Come AWS’ introduction of t2.nano (first announced in October 2015), opening up another possibility. Instead of running multiple logstash servers on a single host, why not spread it out across tiny instances, we asked ourselves. A bold idea indeed! Most people would be balk at the slightest idea of running t2.nano in production.

What advantage do we get out of it? At least three.

First, we’re able to achieve High-Availability. Second, it allows us to do clustering. In heterogeneous micro-service environment, services do not always scale uniformly. The amount of traffic and hence logs generated by different services scale differently. Some services might be servicing traffic load that is much heavier than others and depending on the business criticality, the amount of log details being recorded will also vary. Based on this pattern alone, there are many ways cluster formation can be achieved. In our case, we chose to form clusters based on team structure. Third, it allows us to achieve this at significant cost savings. We can spin 11 instances of t2.nano for the same price as one t2.medium.

Elasticsearch Clustering

There are many lessons we learnt when we were designing the Elasticsearch cluster.

One initial thought that surfaced was to perform a read / write split (with the help of DNS routing). It appeared as a viable option because on one end, there will be constant stream of write operation and on the other end, the read operation (log visualization) is not mission-critical and real-timeness is not a paramount design criteria. And since running Elasticsearch query is expected to be more resource-intensive than running write operation, an asymmetric read / write split was on the card.

Figure 4. Elasticsearch Cluster Snapshot (1x Daily Index, 5 Shards / Index, 1 Replica / Index, 10 Elasticsearch Nodes)

With a bit of experimentation and help of Elasticsearch’s documentation, we get to see how Elasticsearch cluster and shards were in action. The result? Asymmetric read / write cluster configuration gave limited performance gain as the cluster performance is tied to the slowest query (or slowest node) - weakest link in the chain syndrome.

With a good view of Elasticsearch cluster in action, our next task was “cluster optimization”. Few key metrics that were closely watched were: 1. Query time; 2. Horizontal vs Vertical scaling; and 3. Disk (EBS) type.

From our list, we picked one Kibana dashboard.

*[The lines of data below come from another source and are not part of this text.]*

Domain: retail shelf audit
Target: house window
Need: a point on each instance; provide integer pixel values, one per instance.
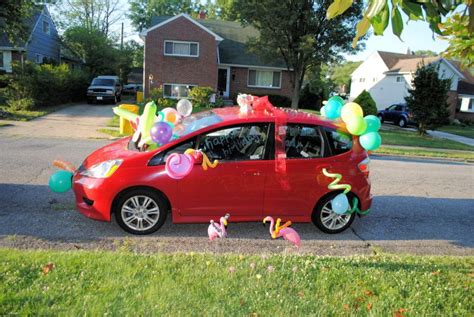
(264, 79)
(178, 48)
(46, 28)
(176, 90)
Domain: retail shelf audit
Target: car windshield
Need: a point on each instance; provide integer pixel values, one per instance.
(189, 125)
(102, 82)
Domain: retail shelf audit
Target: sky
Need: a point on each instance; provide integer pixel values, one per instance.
(416, 36)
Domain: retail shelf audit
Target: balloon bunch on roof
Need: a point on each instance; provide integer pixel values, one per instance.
(356, 124)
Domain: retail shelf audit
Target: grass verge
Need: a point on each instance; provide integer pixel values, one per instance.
(99, 283)
(467, 131)
(409, 138)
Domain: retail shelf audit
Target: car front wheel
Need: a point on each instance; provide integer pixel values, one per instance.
(329, 221)
(140, 211)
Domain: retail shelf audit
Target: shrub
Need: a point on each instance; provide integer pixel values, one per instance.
(45, 84)
(367, 103)
(200, 96)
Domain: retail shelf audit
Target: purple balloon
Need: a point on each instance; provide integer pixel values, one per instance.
(161, 132)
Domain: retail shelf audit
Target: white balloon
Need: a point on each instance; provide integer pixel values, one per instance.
(184, 107)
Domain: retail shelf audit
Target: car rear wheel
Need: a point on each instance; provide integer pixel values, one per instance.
(402, 123)
(140, 211)
(329, 221)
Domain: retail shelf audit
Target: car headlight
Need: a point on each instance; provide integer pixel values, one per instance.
(103, 169)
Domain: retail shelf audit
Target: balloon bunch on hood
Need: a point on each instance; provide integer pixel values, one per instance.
(352, 115)
(152, 128)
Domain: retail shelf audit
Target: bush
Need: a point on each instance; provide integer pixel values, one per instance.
(22, 104)
(200, 96)
(46, 85)
(367, 103)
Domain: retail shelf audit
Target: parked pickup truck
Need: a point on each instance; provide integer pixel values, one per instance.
(105, 88)
(399, 114)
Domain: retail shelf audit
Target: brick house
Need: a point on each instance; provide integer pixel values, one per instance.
(181, 53)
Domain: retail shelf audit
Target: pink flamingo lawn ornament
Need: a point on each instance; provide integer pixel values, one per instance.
(284, 231)
(218, 230)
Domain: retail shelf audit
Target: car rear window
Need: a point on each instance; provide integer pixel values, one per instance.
(339, 142)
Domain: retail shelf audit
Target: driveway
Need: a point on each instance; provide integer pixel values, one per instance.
(77, 122)
(420, 207)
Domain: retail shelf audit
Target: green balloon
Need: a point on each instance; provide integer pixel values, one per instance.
(373, 123)
(370, 141)
(356, 125)
(60, 181)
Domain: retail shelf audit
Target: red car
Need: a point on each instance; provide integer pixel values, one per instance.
(134, 186)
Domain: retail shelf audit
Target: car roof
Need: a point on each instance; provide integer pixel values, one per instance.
(231, 114)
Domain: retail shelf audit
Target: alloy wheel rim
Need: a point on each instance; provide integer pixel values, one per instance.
(331, 220)
(140, 212)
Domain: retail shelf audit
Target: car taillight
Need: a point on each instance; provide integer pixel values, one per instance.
(364, 166)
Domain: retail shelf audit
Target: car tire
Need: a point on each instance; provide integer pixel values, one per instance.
(323, 217)
(402, 123)
(140, 211)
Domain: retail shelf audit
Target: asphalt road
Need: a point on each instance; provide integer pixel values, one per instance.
(420, 207)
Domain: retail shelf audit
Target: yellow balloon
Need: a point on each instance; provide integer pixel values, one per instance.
(350, 110)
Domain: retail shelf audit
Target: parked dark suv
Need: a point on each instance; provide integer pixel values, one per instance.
(399, 114)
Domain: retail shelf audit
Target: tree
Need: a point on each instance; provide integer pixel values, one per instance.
(367, 103)
(427, 99)
(298, 33)
(13, 14)
(142, 11)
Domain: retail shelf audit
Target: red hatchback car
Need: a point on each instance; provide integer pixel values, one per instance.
(134, 186)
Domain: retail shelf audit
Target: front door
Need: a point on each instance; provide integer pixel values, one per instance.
(236, 184)
(222, 82)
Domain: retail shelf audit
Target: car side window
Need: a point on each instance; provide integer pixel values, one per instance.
(238, 143)
(180, 148)
(303, 141)
(339, 142)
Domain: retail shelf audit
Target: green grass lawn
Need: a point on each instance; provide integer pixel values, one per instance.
(467, 131)
(409, 138)
(122, 283)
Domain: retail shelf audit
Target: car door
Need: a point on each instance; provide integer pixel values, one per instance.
(236, 184)
(295, 192)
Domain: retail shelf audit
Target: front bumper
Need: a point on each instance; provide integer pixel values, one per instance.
(93, 199)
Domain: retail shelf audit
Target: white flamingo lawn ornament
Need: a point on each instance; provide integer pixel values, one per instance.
(218, 230)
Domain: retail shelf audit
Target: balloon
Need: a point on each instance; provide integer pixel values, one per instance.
(332, 109)
(340, 204)
(179, 165)
(161, 132)
(370, 141)
(323, 111)
(356, 125)
(337, 99)
(350, 110)
(184, 107)
(60, 181)
(373, 123)
(171, 115)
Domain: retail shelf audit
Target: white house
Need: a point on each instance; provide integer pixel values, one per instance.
(388, 76)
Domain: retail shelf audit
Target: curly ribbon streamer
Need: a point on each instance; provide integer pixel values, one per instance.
(205, 159)
(334, 185)
(64, 166)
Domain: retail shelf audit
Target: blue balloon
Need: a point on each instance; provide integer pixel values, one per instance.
(340, 204)
(333, 109)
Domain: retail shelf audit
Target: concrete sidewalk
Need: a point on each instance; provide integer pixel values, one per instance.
(76, 122)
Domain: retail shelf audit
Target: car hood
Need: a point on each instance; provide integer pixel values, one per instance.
(116, 150)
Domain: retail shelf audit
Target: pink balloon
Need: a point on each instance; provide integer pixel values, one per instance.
(179, 165)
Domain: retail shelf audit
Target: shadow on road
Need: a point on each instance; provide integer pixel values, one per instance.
(33, 210)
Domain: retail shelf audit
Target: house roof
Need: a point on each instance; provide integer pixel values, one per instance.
(30, 22)
(232, 47)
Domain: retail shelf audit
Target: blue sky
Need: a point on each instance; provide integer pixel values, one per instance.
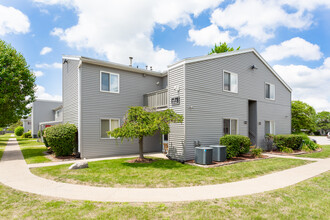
(292, 35)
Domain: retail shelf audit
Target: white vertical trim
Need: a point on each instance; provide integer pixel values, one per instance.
(79, 110)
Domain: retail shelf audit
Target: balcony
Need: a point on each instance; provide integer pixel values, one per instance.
(157, 99)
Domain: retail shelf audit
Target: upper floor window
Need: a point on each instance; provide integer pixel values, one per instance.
(230, 82)
(109, 82)
(230, 126)
(270, 91)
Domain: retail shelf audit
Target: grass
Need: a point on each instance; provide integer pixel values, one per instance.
(3, 143)
(306, 200)
(32, 150)
(161, 173)
(325, 153)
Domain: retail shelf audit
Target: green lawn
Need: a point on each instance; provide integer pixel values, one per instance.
(306, 200)
(162, 173)
(325, 153)
(32, 150)
(3, 143)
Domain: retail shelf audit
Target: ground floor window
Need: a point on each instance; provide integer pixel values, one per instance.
(269, 127)
(230, 126)
(108, 125)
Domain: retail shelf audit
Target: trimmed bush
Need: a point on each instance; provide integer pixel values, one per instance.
(27, 135)
(236, 145)
(19, 131)
(292, 141)
(62, 138)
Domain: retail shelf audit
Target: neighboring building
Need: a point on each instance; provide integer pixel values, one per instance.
(27, 124)
(229, 93)
(43, 111)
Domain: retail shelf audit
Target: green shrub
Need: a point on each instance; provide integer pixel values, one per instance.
(256, 151)
(236, 145)
(291, 141)
(27, 135)
(62, 138)
(19, 131)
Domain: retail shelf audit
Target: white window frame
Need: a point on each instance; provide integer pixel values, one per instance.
(270, 124)
(109, 137)
(270, 84)
(109, 82)
(230, 125)
(223, 81)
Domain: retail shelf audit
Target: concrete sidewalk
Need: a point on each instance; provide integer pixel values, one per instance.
(15, 173)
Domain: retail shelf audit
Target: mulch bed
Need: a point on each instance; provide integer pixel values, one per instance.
(243, 158)
(295, 152)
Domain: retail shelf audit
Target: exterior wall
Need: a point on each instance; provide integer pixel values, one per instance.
(176, 137)
(59, 117)
(27, 124)
(42, 111)
(96, 105)
(70, 91)
(207, 104)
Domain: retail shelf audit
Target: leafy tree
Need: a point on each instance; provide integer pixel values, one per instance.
(16, 85)
(303, 117)
(140, 122)
(221, 48)
(323, 121)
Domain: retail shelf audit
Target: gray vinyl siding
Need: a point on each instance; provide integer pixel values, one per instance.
(96, 105)
(70, 91)
(207, 104)
(42, 111)
(176, 137)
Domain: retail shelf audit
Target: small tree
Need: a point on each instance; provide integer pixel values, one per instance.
(303, 117)
(221, 48)
(140, 122)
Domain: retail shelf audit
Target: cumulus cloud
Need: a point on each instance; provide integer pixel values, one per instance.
(13, 21)
(45, 50)
(49, 66)
(208, 36)
(310, 85)
(296, 47)
(260, 18)
(42, 94)
(38, 73)
(123, 28)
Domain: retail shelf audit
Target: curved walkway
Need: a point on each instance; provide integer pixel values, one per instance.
(15, 173)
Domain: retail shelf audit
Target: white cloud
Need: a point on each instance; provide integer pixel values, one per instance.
(208, 36)
(49, 66)
(260, 18)
(297, 47)
(38, 73)
(42, 94)
(13, 21)
(45, 50)
(310, 85)
(123, 28)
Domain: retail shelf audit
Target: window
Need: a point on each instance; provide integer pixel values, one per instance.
(108, 125)
(270, 91)
(109, 82)
(230, 82)
(230, 126)
(269, 127)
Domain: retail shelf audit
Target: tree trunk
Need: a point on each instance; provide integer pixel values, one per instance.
(141, 147)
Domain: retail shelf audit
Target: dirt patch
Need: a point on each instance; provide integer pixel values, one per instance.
(140, 160)
(295, 152)
(242, 158)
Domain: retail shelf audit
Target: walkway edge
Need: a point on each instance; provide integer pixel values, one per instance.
(15, 173)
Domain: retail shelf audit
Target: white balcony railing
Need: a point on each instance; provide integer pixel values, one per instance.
(157, 99)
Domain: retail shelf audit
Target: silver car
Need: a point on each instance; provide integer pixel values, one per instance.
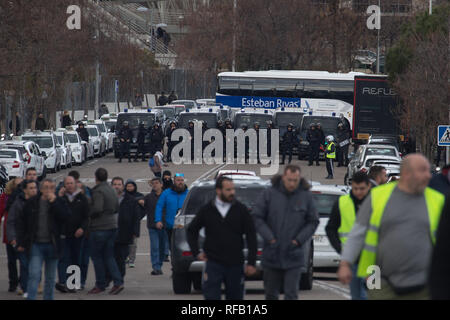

With time range set over two weeks period, it took 45 secs for the dashboard to load completely. With this, we have a good candidate to optimize. Our optimization variables include the AWS EC2 instance type, AWS EC2 volume type (gp2, io1) and sharding / replica settings.

The result? We managed to bring down the query time to about 10 secs or less. Our experiment results indicate that the disk type used has limited impact on the query performance. Compared to vertical scaling, horizontal scaling seemed to yield higher performance gain. (Note: horizontal scaling can be done by careful calibration of shard and replica configuration.) We were happy to know that horizontal scaling works well as this would mean a couple of things. First, we would automatically get the benefits of high-availability should we need to scale out the Elasticsearch cluster. Second, we have to worry less about the limit to vertical scaling.